The above look at Thursday in Iraq is from Michael Luo's "After Burst of Violence, as Many as 60 Bodies Are Found in Baghdad" in this morning's New York Times. And already today, at least seven more corpses have been found in Baghdad. Moving to Paul von Zielbauer's "Iraqi Journalists Add Laws to List of Dangers:"


Ahmed al-Karbouli, a reporter for Baghdadiya TV in the violent city of Ramadi, did his best to ignore the death threats, right up until six armed men drilled him with bullets after midday prayers.
He was the fourth journalist killed in Iraq in September alone, out of a total of more than 130 since the 2003 invasion, the vast majority of them Iraqis. But these days, men with guns are not Iraqi reporters' only threat. Men with gavels are, too.
Under a broad new set of laws criminalizing speech that ridicules the government or its officials, some resurrected verbatim from Saddam Hussein's penal code, roughly a dozen Iraqi journalists have been charged with offending public officials in the past year.


So the 'liberation' includes no real concept of a free press (why have a free one when the US government can pay for one that plants the latest spin from Operation Happy Talk), worsening conditions for women but 'freedom is on the march,' to hear Bully Boy tell it, stepping on the backs of many.

Paul Bremer signaled that there would be no respect for the press when his ego insisted a paper be shut down (for a cartoon) which built into the spring 2004 action in Falluja and then into the slaughter in November of 2004. Of course there's no respect for a free press. And when puppet of the occupation, Nouri al-Maliki decreed that 'news' incited violence, there wasn't a great deal of outcry over that. (I believe that was mainly due to the fact that all things media, big and small, were focused on Israel and Iraq fell off the radar.) On the al-Maliki's attack on press freedoms, von Zielbauer notes:

On Sept. 7, the police sealed the offices of Al Arabiya, a Dubai-based satellite news channel, for what the government said was inflammatory reporting. And the Committee to Protect Journalists says that at least three Iraqi journalists have served time in prison for writing articles deemed criminally offensive.
The office of Prime Minister Nuri Kamal al-Maliki has lately refused to speak with news organizations that report on sectarian violence in ways that the government considers inflammatory; some outlets have been shut down.

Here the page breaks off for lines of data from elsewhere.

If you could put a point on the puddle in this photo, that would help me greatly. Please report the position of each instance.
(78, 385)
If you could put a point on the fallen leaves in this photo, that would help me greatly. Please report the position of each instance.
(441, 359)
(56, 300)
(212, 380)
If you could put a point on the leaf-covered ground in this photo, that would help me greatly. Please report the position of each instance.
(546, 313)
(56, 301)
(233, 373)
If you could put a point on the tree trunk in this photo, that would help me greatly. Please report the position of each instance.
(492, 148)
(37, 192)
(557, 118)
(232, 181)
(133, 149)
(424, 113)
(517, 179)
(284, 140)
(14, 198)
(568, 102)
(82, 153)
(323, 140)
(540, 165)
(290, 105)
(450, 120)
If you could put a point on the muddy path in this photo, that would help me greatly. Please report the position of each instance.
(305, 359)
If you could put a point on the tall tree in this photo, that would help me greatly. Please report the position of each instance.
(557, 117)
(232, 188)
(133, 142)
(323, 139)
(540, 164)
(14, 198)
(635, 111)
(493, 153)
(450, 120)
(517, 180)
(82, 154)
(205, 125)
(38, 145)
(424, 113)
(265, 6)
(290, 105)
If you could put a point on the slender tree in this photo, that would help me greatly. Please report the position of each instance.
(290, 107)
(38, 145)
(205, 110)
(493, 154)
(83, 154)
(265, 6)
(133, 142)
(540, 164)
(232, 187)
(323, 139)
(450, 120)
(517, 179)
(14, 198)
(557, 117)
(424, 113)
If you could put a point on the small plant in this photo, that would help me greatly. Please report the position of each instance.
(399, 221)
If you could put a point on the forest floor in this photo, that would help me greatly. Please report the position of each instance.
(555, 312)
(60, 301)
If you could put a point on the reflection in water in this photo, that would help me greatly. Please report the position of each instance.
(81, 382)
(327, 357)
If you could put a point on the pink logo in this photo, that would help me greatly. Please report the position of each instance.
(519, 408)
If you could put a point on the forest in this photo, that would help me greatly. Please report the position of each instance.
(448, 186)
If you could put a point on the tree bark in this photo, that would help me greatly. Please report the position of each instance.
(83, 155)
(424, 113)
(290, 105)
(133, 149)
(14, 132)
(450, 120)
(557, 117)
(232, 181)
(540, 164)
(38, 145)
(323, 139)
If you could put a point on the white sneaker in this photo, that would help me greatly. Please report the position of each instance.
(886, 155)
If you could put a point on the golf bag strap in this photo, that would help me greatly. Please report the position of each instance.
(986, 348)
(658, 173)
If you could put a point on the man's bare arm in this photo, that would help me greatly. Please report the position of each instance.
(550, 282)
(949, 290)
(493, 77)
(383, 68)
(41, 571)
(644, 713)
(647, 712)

With a look at the reality of life in Iraq, where people have gone beyond carrying dual papers (to flash at 'security' depending upon what they think they want to see) and beyond switching homes, Martha notes Sudarsan Raghavan's "At Checkpoints in Baghdad, Disguise Is a Lifesaving Ritual" (Washington Post):

Every time he drove, he feared this moment. Now, it was too late.
As Omar Ahmed neared the checkpoint, he recalled, he saw armed men dressed in black ordering passengers out of a minivan and checking their identity cards. Some were told to get back into the van. Others were taken to a Shiite mosque across the street. The gunmen clutched Glock pistols, normally used by the Iraqi police.

Ahmed, 30, was a Sunni Muslim. And he was in Shaab, a volatile, Shiite Muslim-dominated neighborhood. Questions raced through his mind: Was the mosque a base for a Shiite militia? Were the men members of a Shiite death squad?
So Ahmed set in motion a ritual that many Sunnis across a divided Baghdad now practice. He pushed in a cassette tape with Shiite religious songs and turned up the volume. He wrapped a piece of green cloth that he brought from the Imam Ali shrine in Najaf, one of Shiite Islam's holiest sites, around his gearshift.
And he hung a small picture of Imam Ali, the son-in-law of the prophet Muhammad and the most revered Shiite saint, from his rearview mirror.
To the world outside, he was now a Shiite.